On 04/23/2015 06:07 PM, Vitalie Spinu wrote:

There has been a breaking change in UI with respect to find definition
functionality. I am all for generic interface but IMO there is no reason
to break standard Emacs interaction mechanism in favor for some not that
well thought UI borrowed from SLIME.

SLIME has plenty of users who find the approach convenient. You should notice that in both CIDER discussions you've referenced that opinion has also been expressed.

When discussing the options for the new UI to replace `find-tag', both initial proposals also opted not to prompt by default [1][2]. And this is the first complaint we've received about that aspect, in the four months since xref had been introduced.

  1) `find-tag` (previously bound to M-.) was prompting for a symbol
      before jumping to the definition. The symbol at point was the
      default. On the expense of one additional RET this was very
      convenient because it leaves the possibility to jump to a different
      symbol and also saves you from useless navigation to a symbol when
      symbol is not directly under the cursor. The desired symbol might
      not be visible, or even present in current buffer.

Since you're usually intent on typing out the symbol name, pressing `C-u' before that shouldn't make a lot of difference. On the other hand, when "jump to the symbol at point" is a frequent operation, it makes sense to optimize it.

      Now, "xref-find-definitions" encourages you to navigate to a symbol
      by disrupting the flow twice. Once, when you navigate to a symbol,
      and often for the second time when you need to go back to the
      editing after you saw the definition. This just fosters a bad habit
      of tracking what you read with a cursor. It just cannot be right.

I don't know if it's a bad habit. Apparently, it's a common one.

      Needless to say that most other functionality in Emacs does ask for
      completion before performing an action (documentation, find-file
      etc).

In my view, "jump to the thing at point" is a different kind of operation (and it can work with symbols, file paths, etc).

It also has correspondence in other editors: Ctrl-] in Vim, or Ctrl+Click in IDEs.

      Having an option to *not* navigate to symbol is very useful and
      Emacs was recognizing this need all this time. Why would you change
      this now?

The question could as well be, why wasn't it changed sooner. Anyway, this behavior can be customizable, like suggested by Michael Griffiths in the second CIDER discussion.

But while you're only person requesting it, you can modify the current behavior trivially with `advice-add'.

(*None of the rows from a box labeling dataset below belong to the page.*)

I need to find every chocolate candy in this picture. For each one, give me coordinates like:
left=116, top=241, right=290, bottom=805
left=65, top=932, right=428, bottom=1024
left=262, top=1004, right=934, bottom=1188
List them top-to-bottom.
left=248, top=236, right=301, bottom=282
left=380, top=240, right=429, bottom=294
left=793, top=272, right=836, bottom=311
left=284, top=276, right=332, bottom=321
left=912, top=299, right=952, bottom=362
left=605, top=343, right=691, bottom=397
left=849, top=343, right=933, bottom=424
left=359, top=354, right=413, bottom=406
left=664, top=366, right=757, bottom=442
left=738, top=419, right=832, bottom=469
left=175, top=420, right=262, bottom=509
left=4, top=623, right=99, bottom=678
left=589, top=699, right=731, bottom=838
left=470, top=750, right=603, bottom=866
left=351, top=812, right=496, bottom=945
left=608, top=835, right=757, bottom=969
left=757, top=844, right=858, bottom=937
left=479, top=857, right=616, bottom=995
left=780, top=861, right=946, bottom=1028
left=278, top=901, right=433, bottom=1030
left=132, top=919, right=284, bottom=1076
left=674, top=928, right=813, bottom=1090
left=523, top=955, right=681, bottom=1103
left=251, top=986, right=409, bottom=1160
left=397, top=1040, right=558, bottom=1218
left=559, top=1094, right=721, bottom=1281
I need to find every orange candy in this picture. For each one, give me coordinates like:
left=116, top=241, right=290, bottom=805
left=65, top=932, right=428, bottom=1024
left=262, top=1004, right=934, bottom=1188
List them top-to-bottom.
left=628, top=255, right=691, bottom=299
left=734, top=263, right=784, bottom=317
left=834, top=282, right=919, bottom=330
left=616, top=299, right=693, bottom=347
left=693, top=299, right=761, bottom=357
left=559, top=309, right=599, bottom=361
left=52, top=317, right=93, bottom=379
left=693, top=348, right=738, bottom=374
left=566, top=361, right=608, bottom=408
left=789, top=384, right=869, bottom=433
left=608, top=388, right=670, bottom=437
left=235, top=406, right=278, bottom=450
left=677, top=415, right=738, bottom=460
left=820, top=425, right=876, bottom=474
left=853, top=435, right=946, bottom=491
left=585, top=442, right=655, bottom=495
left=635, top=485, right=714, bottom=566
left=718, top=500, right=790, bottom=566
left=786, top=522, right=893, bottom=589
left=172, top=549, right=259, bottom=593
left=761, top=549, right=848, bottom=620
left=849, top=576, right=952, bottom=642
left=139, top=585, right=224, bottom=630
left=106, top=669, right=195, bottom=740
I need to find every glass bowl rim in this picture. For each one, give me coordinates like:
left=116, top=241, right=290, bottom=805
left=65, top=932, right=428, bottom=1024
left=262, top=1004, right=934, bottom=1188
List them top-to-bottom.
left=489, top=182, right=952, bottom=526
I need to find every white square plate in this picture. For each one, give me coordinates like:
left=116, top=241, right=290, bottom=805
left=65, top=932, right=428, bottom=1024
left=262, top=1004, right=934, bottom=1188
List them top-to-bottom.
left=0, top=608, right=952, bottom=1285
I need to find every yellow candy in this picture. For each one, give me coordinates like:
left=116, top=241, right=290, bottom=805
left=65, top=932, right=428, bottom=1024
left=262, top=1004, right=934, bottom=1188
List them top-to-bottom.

      Etags is still very useful even with dynamic languages. For example
      the language tool might not load all the files in current
      project/directory, or you might intentionally keep some code in
      non-project directories. You might also define your tags for a
      bunch of other related projects which you want to access from the
      current project.

`completion-at-point-functions' defaults to `'(tags-completion-at-point-function)'. Are you also worried about a major mode overriding it? That's the whole point of adding this kind of variable.

And if by any chance the major mode does a poor job, you can use xxx-mode-hook to override it back. In this case, there already exists `xref-etags-mode', because of a prior request.

      Now, when "M-." is gone, if the language re-defines
      `xref-find-function` how do I access tags? Do I need to bind a new
      global key for `find-tag` command?

You can also add a separate binding for it. And if/when `find-tag' goes away, you can use that binding for a new command wrapping `xref-find-definitions'.

By the way, it seems I've forgot to declare `find-tag' obsolete.

There has been a lengthy discussion on Cider issue tracker to change the
behavior borrowed from SLIME into standard emacs UI [1][2]. Once that
was changed, emacs itself seems to move into wrong ways.

Maybe the fact that Emacs currently behaves in a certain some way is not always a bullet-proof argument in its favor.